Push forward or Pause and Reflect
You have a goal and hit an obstacle. What is your best plan of attack?
Before you go on the offensive, pause and reflect on the following four elements that may affect your desired outcome. With this information in hand, you are better equipped to better determine your best plan forward.
Does your personality help you or hurt you in this situation?
What is your natural tendency? Stop and think about this? How we behave in any given situation has an impact on the results. Are you naturally assertive or more inquisitive? Do you like to talk or are you a great listener? Do you strive for perfection, like logic, or guide your behavior by a set of core principles? Are you gritty? Do you find yourself verbally aggressive, or just persistent? Do you believe you smarter and therefore mostly right? Is power important to you? How about kindness. And what, if anything, changes when you are placed under stress?
How important is this goal?
If it is of low importance, ask yourself if it is worth the push or might there be a better strategy in the pause and reflect? On the flip side, if it is of high significance, review your answers around your personality. With goals that are important, we tend to amplify our dominant behaviors. By understanding your personality, this allows you to read and respond according to the situation. If you are more aggressive, is that behavior going to help or hurt the situation? If you are more passive, how is that going to help you overcome the obstacle in front of you? Sometimes, in certain situations, we need to dial up a behavior that is not easy or natural. Aggressive may need to step back and passive may need to step up.
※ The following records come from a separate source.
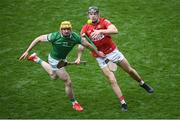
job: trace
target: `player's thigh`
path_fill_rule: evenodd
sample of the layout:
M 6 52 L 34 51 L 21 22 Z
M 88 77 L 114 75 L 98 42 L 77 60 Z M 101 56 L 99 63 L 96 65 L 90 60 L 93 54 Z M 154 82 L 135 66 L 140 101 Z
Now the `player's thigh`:
M 59 70 L 56 70 L 56 75 L 62 80 L 69 80 L 70 79 L 70 76 L 64 67 L 59 69 Z
M 118 65 L 126 72 L 130 71 L 131 69 L 131 65 L 129 64 L 129 62 L 127 61 L 125 57 L 123 60 L 118 61 Z
M 114 81 L 116 80 L 114 73 L 112 71 L 109 70 L 109 68 L 106 66 L 104 68 L 101 69 L 103 74 L 110 80 L 110 81 Z

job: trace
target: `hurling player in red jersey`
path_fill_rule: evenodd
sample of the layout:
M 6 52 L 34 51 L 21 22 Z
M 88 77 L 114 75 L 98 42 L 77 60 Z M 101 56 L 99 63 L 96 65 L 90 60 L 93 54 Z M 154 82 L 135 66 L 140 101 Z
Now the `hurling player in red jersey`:
M 139 85 L 144 88 L 148 93 L 153 93 L 154 90 L 151 86 L 146 84 L 135 69 L 131 67 L 124 55 L 118 50 L 117 45 L 113 42 L 111 34 L 117 34 L 118 30 L 109 20 L 105 18 L 100 18 L 99 9 L 96 6 L 91 6 L 88 9 L 88 17 L 92 23 L 85 24 L 82 27 L 81 35 L 87 35 L 92 42 L 95 44 L 99 51 L 102 51 L 106 56 L 98 57 L 95 52 L 92 55 L 96 58 L 100 68 L 104 75 L 108 78 L 113 91 L 118 97 L 121 103 L 121 110 L 127 111 L 127 103 L 125 102 L 124 96 L 121 92 L 119 85 L 117 84 L 116 77 L 112 71 L 107 66 L 106 60 L 112 61 L 120 66 L 125 72 L 127 72 L 134 80 L 136 80 Z M 82 52 L 84 50 L 83 46 L 78 46 L 78 57 L 76 62 L 80 62 Z

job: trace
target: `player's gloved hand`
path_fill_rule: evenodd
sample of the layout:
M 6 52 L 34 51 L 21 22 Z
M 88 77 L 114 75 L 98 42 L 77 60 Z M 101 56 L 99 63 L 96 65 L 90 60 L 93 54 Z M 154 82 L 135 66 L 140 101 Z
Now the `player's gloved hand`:
M 80 58 L 77 58 L 74 62 L 75 62 L 76 64 L 80 64 L 81 59 L 80 59 Z
M 99 57 L 105 57 L 105 54 L 104 54 L 103 52 L 101 52 L 101 51 L 98 51 L 98 52 L 97 52 L 97 55 L 98 55 Z
M 29 55 L 29 53 L 28 53 L 27 51 L 25 51 L 25 52 L 21 55 L 21 57 L 19 57 L 19 60 L 24 60 L 24 59 L 26 59 L 26 58 L 28 57 L 28 55 Z

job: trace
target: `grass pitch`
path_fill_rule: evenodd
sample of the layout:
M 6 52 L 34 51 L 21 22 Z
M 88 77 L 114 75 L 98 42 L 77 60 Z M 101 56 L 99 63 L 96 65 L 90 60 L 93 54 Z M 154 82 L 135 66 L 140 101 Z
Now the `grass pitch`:
M 146 93 L 126 73 L 115 74 L 129 111 L 119 103 L 95 59 L 85 51 L 86 66 L 69 66 L 74 91 L 84 112 L 72 110 L 61 80 L 52 81 L 37 64 L 17 58 L 38 35 L 57 31 L 70 20 L 76 32 L 90 5 L 100 8 L 119 29 L 113 39 L 131 65 L 155 89 Z M 1 0 L 0 118 L 14 119 L 180 119 L 179 0 Z M 46 60 L 50 44 L 33 49 Z M 68 60 L 76 58 L 76 48 Z

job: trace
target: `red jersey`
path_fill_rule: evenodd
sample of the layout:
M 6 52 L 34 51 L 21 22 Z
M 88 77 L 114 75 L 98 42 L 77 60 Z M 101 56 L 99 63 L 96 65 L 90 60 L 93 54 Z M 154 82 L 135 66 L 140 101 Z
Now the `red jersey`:
M 99 18 L 98 23 L 96 24 L 85 24 L 81 29 L 81 35 L 85 33 L 95 44 L 98 51 L 102 51 L 104 54 L 111 53 L 116 49 L 116 44 L 112 41 L 112 38 L 109 34 L 101 34 L 96 38 L 91 37 L 91 33 L 94 30 L 107 29 L 112 23 L 105 18 Z M 92 52 L 94 57 L 98 57 L 95 52 Z

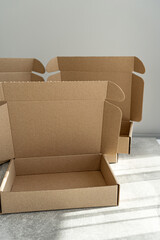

What assumptions am I making about the obstacles I face?
Expertise and experience can become a blind spot. When we hit an obstacle, our attention sharpens. Our first instinct can be to rely on our past experiences and the expertise we have built. While incredibly important, this can get in the way of looking at something from a new or different perspective. By pausing, you are stepping outside of your embedded response, getting curious on other ways to think about the issue, exploring your assumptions, or asking yourself what you may not know or may need to learn.
How do your pattens affect the relationships around you and how important is this to you?
Each person comes from a unique place in their thinking and in the way they interact with those around them. Every action that you take will affect the relationships that you consider important. If you tend to jump in and solve the obstacle before others have the chance to try, are you doing a disservice to that person’s growth?
The power of the pause and reflect can help open a solution to the obstacle. While we naturally might want to attack, stepping back to consider our ‘go to’ behaviors, assumptions, relationships and relevancy of the goal provides opportunities to discover the best solution and opens the chance for better long-term results.